Sabino, si punta alla riconversione passando per la cassa integrazione

Casalbordino. Il sindaco Marinucci: chiediamo aiuto per l’attivazione degli ammortizzatori sociali Dal presidente Marsilio e l’assessore Quaresimale l’impegno alla soluzione dei due problemi
CASALBORDINO. Ottenere prima possibile la cassa integrazione per i 70 dipendenti della Esplodenti Sabino e favorire la riconversione. È quanto hanno garantito ieri mattina al sindaco di Casalbordino, Filippo Marinucci, il governatore della Regione, Marco Marsilio, l'assessore al lavoro Piero Quaresimale e il senatore Etelwardo Sigismondi al termine del summit che si è tenuto a Casalbordino a porte chiuse. Presenti i dirigenti della Esplodenti Sabino, Gianluca e Sabino Salvatore, i rappresentanti sindacali e i lavoratori. Dopo l'esplosione del 13 settembre scorso costata la vita a Giulio Romano, Gianluca De Santis e Fernando Di Nella, il futuro dell’azienda è un’incognita.

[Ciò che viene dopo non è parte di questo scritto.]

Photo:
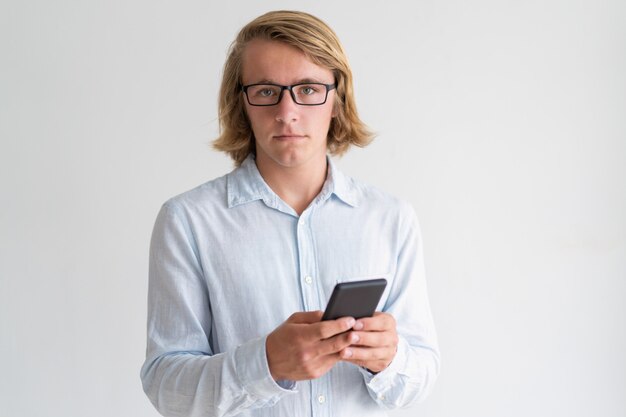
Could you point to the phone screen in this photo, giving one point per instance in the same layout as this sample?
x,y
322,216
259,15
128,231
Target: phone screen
x,y
355,299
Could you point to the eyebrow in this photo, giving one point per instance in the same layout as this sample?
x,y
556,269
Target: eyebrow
x,y
300,81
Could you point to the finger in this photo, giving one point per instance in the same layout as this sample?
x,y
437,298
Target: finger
x,y
305,317
336,344
377,339
379,322
352,353
330,328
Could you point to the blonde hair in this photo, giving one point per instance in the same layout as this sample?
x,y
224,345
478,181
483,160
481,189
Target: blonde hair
x,y
321,45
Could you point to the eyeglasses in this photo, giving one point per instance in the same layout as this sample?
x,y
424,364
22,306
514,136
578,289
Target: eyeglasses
x,y
305,94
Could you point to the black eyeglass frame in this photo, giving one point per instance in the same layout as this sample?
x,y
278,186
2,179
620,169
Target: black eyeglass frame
x,y
244,89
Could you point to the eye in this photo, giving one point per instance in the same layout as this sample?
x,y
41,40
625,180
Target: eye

Il cancello della fabbrica, dopo un mese di indagini, resta chiuso e l’azienda è sotto sequestro. «Siamo ancora sconvolti per quello che è accaduto», ha detto il sindaco Marinucci. «Attoniti di fronte a un destino avverso che ha tolto alle nostre comunità sei persone in tre anni. Per questo chiedo aiuto alle istituzioni per attivare al più presto gli ammortizzatori sociali necessari e urgenti considerando la certezza dell'interruzione obbligata dell'attività lavorativa imposta dai provvedimenti presi dall'autorità giudiziaria. La domanda presentata dalla società non è stata ancora accolta perché è necessario accertare le dinamiche dell'ultimo incidente. La Sabino è impegnata nella riconversione di una parte delle linee di produzione e posso dire con certezza che la stessa ha investito sempre e ancora di più sulla sicurezza. Ora dobbiamo trovare il modo di farci carico di chi rimane, di chi ha perso affetti e sostentamento e si trova in una situzione di disagio economico. Vanno trovate soluzioni per 70 famiglie. È arrivato il momento di valutare la situazione, verificare se e quando arriverà la cassa integrazione».

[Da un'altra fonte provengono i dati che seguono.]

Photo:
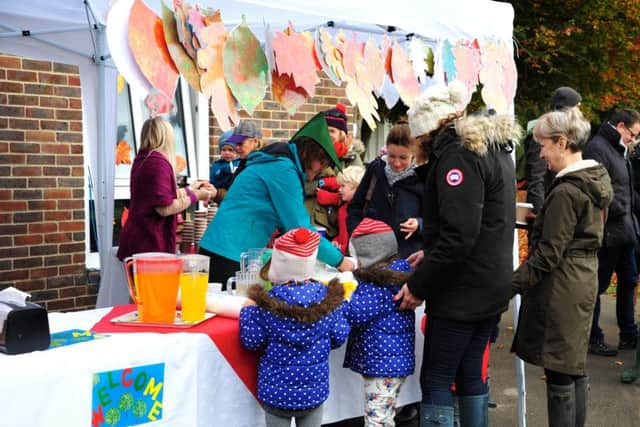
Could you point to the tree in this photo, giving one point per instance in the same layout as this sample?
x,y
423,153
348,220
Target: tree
x,y
590,45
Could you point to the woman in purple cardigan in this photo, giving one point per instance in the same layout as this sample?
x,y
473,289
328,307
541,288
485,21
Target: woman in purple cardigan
x,y
155,199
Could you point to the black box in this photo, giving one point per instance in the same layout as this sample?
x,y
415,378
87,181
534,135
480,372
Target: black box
x,y
25,329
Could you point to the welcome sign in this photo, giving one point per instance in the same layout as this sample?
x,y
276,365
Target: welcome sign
x,y
127,397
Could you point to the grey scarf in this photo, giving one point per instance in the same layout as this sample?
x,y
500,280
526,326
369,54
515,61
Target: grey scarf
x,y
393,177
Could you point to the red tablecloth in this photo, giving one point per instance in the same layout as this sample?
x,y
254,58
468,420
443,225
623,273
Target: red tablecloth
x,y
224,332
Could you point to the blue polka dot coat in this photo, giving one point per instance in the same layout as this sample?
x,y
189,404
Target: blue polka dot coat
x,y
382,339
295,325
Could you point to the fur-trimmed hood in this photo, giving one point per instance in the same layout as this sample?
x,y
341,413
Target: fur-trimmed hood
x,y
306,302
380,276
478,132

I dirigenti della Sabino hanno rimarcato il loro impegno per la sicurezza ma sottolineato anche quanto determinate lavorazioni siano pericolose. La Esplodenti Sabino è l'unica in Europa ad occuparsi di smilitarizzazione di ordigni. Attualmente le lavorazioni vengono fatte in Romania e non mancano incidenti. Per questo i responsabili della società spingono per la riconversione. Il senatore Sigismondi si è impegnato a perorare la causa a Roma. Il governatore Marsilio e l'assessore Quaresimale hanno garantito il loro impegno a cercare un modo per velocizzare sia l'ottenimento della cassa integrazione sia la riconversione. La loro presenza ha sollevato i lavoratori che stanno attraversando un bruttissimo momento. Ad oggi non c’è ancora una data stabilita per il dissequestro. Nel caso non dovesse essere riconosciuta la cassa integrazione ordinaria, i sindacati chiederanno la cassa integrazione in deroga, un intervento di integrazione salariale a sostegno di chi non può ricorrere agli strumenti ordinari. La cassa integrazione in deroga viene concessa dalla Regione. Per questo la presenza ieri a Casalbordino del Marsilio è stata importante. «Ai lavoratori è stato assicurato che si cercherà una soluzione», ripete il sindaco Marinucci, «un passaggio per loro importante».
La giustizia intanto fa il suo corso. Sulla Sabino ci sono due inchieste in corso. Una riguarda l'esplosione del 21 dicembre 2020. Il 14 gennaio 2024 il perito super partes, Francesco De Marzo, nominato dal gup Anna Rosa Capuozzo, dovrà consegnare i risultati degli accertamenti in corso sulla esplosione di tre anni fa costata la vita a Carlo Spinelli, Paolo Pepe e Nicola Colameo.